Sigmar Gabriel hat vor drei Monaten mit seinem französischen Kollegen angekündigt, einen Zehn-Milliarden-Euro-Fonds aufzulegen, um genau in diese Länder zu investieren. Ägypten wird bald 100 Millionen Einwohner haben. Davon sind etwa 20 Millionen im Alter zwischen 15 und 25 – und 60 Prozent von ihnen sind arbeitslos. Wenn wir es nicht als gemeinsame Aufgabe begreifen, dieser Jugend eine Zukunft zu bieten, müssen wir uns nicht wundern, wenn sie mit Blick auf den Wohlstand in Europa den Weg über das Mittelmeer als letzten Ausweg sehen.

Der Kolonialismus lebt

Sie mahnen fairen Handel an. Auf der Agenda aber stehen derzeit Freihandelsabkommen, die mit fairem Handel nicht viel zu tun haben. Das ist genau das Gegenteil von dem, was aus Ihrer Sicht notwendig ist.

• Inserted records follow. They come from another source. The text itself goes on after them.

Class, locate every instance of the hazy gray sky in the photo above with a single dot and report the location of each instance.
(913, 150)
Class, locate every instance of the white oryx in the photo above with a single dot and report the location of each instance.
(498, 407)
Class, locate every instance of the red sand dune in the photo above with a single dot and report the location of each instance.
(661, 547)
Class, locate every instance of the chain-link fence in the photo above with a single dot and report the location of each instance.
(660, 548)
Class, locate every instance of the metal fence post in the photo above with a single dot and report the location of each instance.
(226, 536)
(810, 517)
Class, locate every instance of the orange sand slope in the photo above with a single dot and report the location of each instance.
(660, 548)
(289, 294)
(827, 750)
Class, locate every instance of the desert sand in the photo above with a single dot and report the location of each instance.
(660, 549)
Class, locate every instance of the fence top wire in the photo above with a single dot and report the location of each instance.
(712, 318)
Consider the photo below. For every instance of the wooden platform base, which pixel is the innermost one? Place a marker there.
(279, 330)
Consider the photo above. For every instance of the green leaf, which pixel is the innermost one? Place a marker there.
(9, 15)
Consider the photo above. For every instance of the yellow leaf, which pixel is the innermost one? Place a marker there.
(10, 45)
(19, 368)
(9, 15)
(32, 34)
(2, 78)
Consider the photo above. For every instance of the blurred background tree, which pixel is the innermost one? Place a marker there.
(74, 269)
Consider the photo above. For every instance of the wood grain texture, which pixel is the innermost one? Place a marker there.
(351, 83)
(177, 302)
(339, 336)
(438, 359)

Müller: Deshalb sage ich, dass wir von einem freien zum fairen Handel kommen müssen. Im Moment haben wir die Situation, dass zehn Prozent der Weltbevölkerung 90 Prozent des Vermögens für sich beanspruchen und 20 Prozent - dazu gehören wir Deutschen und die Industriestaaten - 80 Prozent der Ressourcen verbrauchen. Und diese Ressourcen kommen zum ganz erheblichen Teil aus den Entwicklungsländern. Kein Automobil in Deutschland könnte gefertigt werden ohne die seltenen Erden aus Südafrika. Kein Handy würde funktionieren, wenn wir das Coltan aus dem Kongo nicht hätten. Und vieles andere mehr.

Das heißt, in gewisser Weise lebt der Kolonialismus weiter.

Müller: So kann man das sagen. Ich habe diese Minen gesehen, die Kinderarbeit, sklavenähnliche Zustände, weil wir nicht bereit sind, am Anfang der Lieferketten den Arbeitern faire, existenzsichernde Löhne zu bezahlen, auf Kinderarbeit zu verzichten und auch die ökologischen Standards umzusetzen, die unsere Verbraucher hier erwarten.